It’s easy to imagine Organic as healthy, fertile farmlands or tomatoes with little beads of water streaming down the sides. But Organic doesn’t just pertain to food – it’s a way of life for some, a habit for others and a style to millions more.

Just to clarify, organic is the raising of food without conventional pesticides that have been in use for the majority of the 20th century. In most cases it is an about-face from the large corporate farms, which produce a high quantity of product with a low grade of comparable quality. It is also the idealization of the hearth and product that a small farm can bring in.

In the beginning they all were Organic farmers, mostly they were subsistence farmers too. They were the rugged Americans that are idealized as spiritual forefathers. This was the 1800s, before large scale industrialization.

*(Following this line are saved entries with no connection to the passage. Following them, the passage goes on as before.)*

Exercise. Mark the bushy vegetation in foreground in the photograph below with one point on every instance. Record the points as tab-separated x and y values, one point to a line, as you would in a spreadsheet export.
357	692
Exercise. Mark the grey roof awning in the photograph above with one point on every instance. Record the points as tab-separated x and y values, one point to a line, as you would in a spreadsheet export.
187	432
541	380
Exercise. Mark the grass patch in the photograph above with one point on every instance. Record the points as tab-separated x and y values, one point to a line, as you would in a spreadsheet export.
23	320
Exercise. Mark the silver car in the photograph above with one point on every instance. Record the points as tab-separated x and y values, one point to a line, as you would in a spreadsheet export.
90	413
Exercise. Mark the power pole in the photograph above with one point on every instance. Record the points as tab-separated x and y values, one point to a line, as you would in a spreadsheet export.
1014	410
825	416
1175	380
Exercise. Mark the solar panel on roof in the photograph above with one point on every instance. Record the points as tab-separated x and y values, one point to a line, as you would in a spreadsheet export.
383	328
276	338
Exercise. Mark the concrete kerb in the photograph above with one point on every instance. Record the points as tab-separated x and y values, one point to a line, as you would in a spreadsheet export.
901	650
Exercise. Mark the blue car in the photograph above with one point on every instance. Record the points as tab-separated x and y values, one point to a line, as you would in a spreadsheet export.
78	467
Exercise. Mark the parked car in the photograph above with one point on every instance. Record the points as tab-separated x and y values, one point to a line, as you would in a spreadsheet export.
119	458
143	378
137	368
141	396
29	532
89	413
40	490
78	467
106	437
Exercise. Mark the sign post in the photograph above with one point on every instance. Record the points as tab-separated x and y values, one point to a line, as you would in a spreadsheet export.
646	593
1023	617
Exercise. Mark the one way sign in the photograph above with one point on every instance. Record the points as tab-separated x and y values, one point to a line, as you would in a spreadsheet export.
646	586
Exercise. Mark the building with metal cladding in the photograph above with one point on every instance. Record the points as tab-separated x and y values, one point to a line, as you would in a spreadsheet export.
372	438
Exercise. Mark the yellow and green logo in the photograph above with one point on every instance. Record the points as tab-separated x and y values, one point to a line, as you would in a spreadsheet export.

As the 19th became the 20th century Organic growers were those who resisted the urge to sell off their land to the corporate brands that have been ingrained in American consciousness. They were the antithesis to Campbell’s soup, Kraft Macaroni and Cheese, General Mills Cheerios and Coca-Cola. By the 1950’s corporate titans had marginalized these growers to the brink of extinction.

Organic survived. The last vestiges of American culture that would harbor the “organics” were, of course, the ’60s and ’70s counterculture. Hemp-loving commune farmers reintroduced the Organic way of life to a niche audience that survived the ’80s and ’90s and lasted until the age of An Inconvenient Truth.

By the time “Organic” (as a brand) was reintroduced in the popular culture it was already mainstream to “think green,” “conserve energy” or own a hybrid car. Organic food was ripe to become part of the American fiber again.

The Organic Supermarket. Nothing has fostered the rapid expansion of Organic than Whole Foods. What was once a small, health food grocery store now operates over 270 stores nationwide. It is the equivalent of making an Organic Costco, or perhaps more ambitiously, an Organic Wal-Mart.

It seems to be the genuine desire of the store and its employees to bring a consciousness to the concern of eating quality produce, meats, poultry and grain. Even if millions of American’s choose to disregard the Organic label (or perhaps can’t afford to buy it often) they now know without a doubt that they have a choice in buying different quality basic goods.

American’s current fascination with Organic products, styles and foods must mean something. Perhaps there’s newfound appreciation for quality food.

Maybe there is a collective romanticizing of the individuals who produced harvests from simple plots of land. Perhaps it’s just a simple craving for something real – an apple grown without chemical intrusion, a couple potatoes that haven’t been sprayed with pesticide, a plant untouched by mechanics or technology.